久しぶりに再読して思ったのはこれは作者の好きな世界観と物が詰まっているのではないかということ。内戦で生き残った元少年兵のヤナギ、友人トモヲ。娼婦として生きるユリ、そして寂れた街で生きる人たち。それぞれ暗い過去がありどこか淡々とした印象。でも大切なもの、手放したくないものは確かに在って。それを掴もうとする少年とその姿に感銘された彼女が印象的だった。好きなのは徐々にバイクが出来ていくところ。それは祈りにも近かったのかもしれない。
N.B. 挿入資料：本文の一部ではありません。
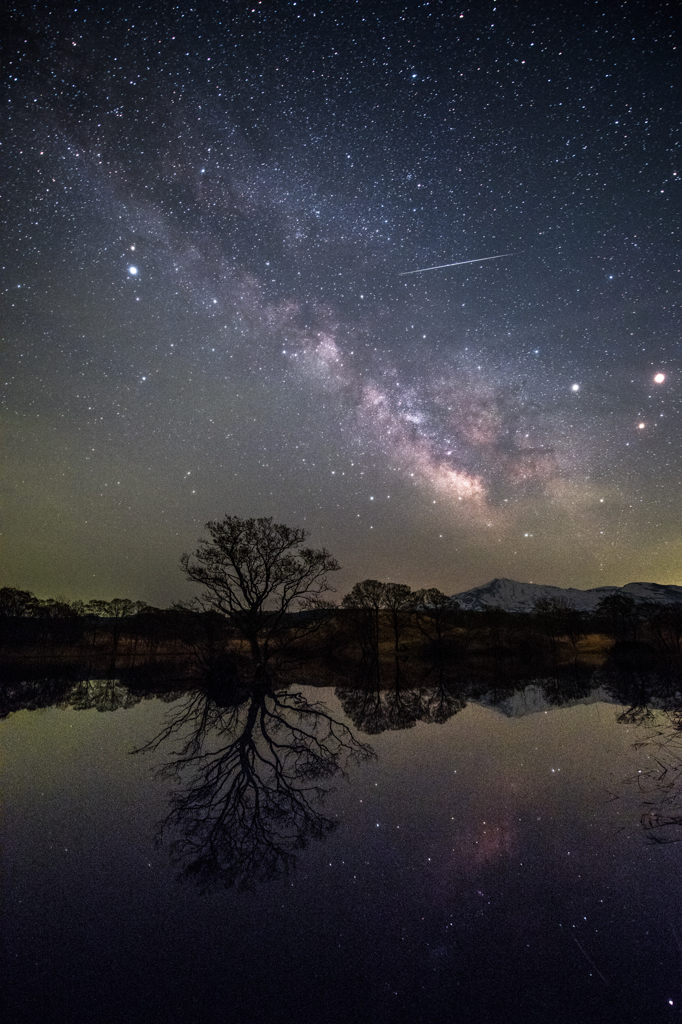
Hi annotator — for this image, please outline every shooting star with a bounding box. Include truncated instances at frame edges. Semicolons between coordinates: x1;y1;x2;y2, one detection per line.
398;253;519;278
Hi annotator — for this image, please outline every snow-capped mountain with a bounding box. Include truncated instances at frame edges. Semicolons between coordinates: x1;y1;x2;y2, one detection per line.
446;580;682;611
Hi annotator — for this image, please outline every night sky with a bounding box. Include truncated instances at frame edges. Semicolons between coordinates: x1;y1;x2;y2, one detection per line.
0;0;682;604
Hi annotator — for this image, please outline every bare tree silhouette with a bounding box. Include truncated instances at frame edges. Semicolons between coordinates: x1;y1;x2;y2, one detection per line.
181;515;339;669
135;678;375;889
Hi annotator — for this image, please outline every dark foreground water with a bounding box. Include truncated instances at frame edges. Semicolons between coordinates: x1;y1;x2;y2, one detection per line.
0;682;682;1024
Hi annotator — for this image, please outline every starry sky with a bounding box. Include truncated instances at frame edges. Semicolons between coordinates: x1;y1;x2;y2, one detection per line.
0;0;682;604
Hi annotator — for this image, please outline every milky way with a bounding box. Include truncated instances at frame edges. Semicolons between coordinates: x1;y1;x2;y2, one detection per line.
0;3;682;600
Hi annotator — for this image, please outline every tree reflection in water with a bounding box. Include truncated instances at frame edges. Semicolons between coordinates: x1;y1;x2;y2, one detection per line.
336;665;467;735
138;678;375;889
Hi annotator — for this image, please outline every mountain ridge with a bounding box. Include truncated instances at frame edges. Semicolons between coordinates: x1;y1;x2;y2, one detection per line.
453;578;682;611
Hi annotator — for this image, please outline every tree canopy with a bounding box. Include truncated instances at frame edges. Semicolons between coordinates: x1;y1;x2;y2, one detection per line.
181;515;340;665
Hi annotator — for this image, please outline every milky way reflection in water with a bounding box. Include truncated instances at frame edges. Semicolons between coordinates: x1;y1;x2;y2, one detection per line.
1;680;682;1024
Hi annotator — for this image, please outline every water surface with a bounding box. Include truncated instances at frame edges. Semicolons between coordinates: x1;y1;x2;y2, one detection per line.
0;681;682;1024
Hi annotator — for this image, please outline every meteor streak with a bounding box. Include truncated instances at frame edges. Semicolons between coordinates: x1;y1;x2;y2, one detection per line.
398;253;518;278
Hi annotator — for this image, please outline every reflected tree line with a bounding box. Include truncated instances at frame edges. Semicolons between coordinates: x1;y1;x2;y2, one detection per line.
0;516;682;888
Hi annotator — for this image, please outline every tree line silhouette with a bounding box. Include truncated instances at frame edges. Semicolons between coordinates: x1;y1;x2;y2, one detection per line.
0;507;682;679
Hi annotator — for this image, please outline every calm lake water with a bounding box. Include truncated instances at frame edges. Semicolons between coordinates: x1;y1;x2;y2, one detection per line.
0;681;682;1024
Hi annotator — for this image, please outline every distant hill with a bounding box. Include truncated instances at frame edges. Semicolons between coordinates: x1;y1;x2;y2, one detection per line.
453;580;682;611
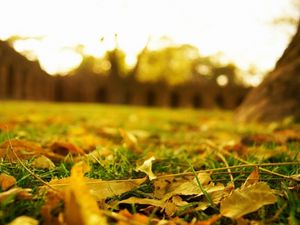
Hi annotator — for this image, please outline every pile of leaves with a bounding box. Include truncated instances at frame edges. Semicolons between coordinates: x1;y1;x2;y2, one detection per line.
0;102;300;225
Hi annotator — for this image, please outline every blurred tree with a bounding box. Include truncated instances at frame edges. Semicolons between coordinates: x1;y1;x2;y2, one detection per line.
237;20;300;121
135;45;199;84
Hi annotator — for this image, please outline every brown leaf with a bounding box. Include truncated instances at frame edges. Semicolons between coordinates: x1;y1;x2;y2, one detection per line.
274;129;300;143
241;167;259;188
117;209;149;225
135;156;156;180
194;214;222;225
63;162;107;225
0;140;45;161
220;182;277;218
49;177;146;200
31;155;55;169
0;173;17;191
0;188;32;203
224;144;248;156
50;141;85;156
241;134;282;146
41;190;63;225
163;173;225;200
120;129;141;153
7;216;39;225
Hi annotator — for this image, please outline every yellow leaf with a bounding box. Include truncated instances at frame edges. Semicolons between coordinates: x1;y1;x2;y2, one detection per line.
241;167;259;188
0;173;16;191
49;177;146;200
136;156;156;180
0;140;45;161
118;197;164;207
120;129;141;152
194;214;222;225
63;162;107;225
50;141;85;156
220;182;276;218
0;188;32;203
31;155;55;169
117;209;150;225
163;173;225;199
8;216;39;225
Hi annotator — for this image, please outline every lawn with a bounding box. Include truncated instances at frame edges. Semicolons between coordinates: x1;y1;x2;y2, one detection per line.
0;102;300;225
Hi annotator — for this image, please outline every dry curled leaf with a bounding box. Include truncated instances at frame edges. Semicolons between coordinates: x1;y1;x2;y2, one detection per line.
63;162;107;225
48;177;146;200
0;173;17;191
163;173;225;199
120;129;141;152
50;141;85;156
41;190;63;225
117;209;149;225
193;214;222;225
220;182;277;219
7;216;39;225
0;187;32;203
0;140;44;161
31;155;55;169
241;167;259;188
136;156;156;180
ラストの爽快感も気持ちよい。

2020/01/18

きき

ポルノグラフィティ・晴一さんの処女作。内戦直後の荒廃した街で暮らす元少年兵・ヤナギが主人公の物語は、どこか「カルマの坂」の世界観を思い浮かべる。晴一さんらしい言葉の並べ方は痛々しい現実と艶かしい幻想を混ざり合わせ、混沌とした雰囲気をくっきりと描いている。幼い頃に別れた姉との再会を胸に生きるヤナギの日々は必死さも無くただ諦めが入り混じった陰鬱としたもの。それは彼を取り巻く人々も同じなのだけど、段々ヤナギすらも気付かない内に、彼が周囲に「生きる意味」をもたらし、細やかに、でも確実に活気付く様子が不思議だった。

2020/01/02

紫伊

芸能人などが書かれた本は作家には勝てないのではないかという偏見があり、敬遠しがちだったのですが、ポルノグラフィティの晴一さんの作詞がすきなので手を出してみました。好きな世界観の一冊でした。戦後、戦争の傷跡を抱える少年少女たちが主人公で大人のようには順応できずあがく姿が切なかったです。何人かの目線で描かれ、それぞれの目に映る世界はどれもつらい世界でした。しかし、その世界で生き抜く姿はかっこよく、物語の勢いと一緒に一気に読んでしまいました。いろいろな方が言われていますが「カルマの坂」の世界観に似ているなぁと思

2014/09/15

★★★★☆《見る、でも、見ない、でもなく、存在から目を背ける。》長い紛争が終わり、売春婦のボディーガードをしている元少年兵・ヤナギ。旧市街の隅で貧しく暮らす彼には、忘れられない人がいたー ポルノグラフィティ新藤さんのデビュー作。薦められて読みました。句読点が多かったりして読みづらい部分もあったけど、慣れてきてからは引きこまれた。カルマの坂とリンクするところもあって、歌詞との違いを楽しめました。それぞれが、しっかりと明るい未来を手にしているといいな。

2018/03/24

紫苑@低浮上

上手いとは言えないけどやっぱり晴一さんは筋金入りの春樹チルドレンだなぁと思う。好きな作家に村上さんと伊坂さんを挙げるぐらいだから無理もないな。最初はあらすじだけ見て「カルマの坂」?と思ったが実際読んだらカフェイレで本人が言ってた通りあれとは違った。本よりは歌詞やブログの言葉の方が好き、かも知れない。本になると何故かどうしても文章の齟齬を一々探して重箱の隅をつついて粗探ししてしまうから。でもゴーストライター使ってない証拠ですね。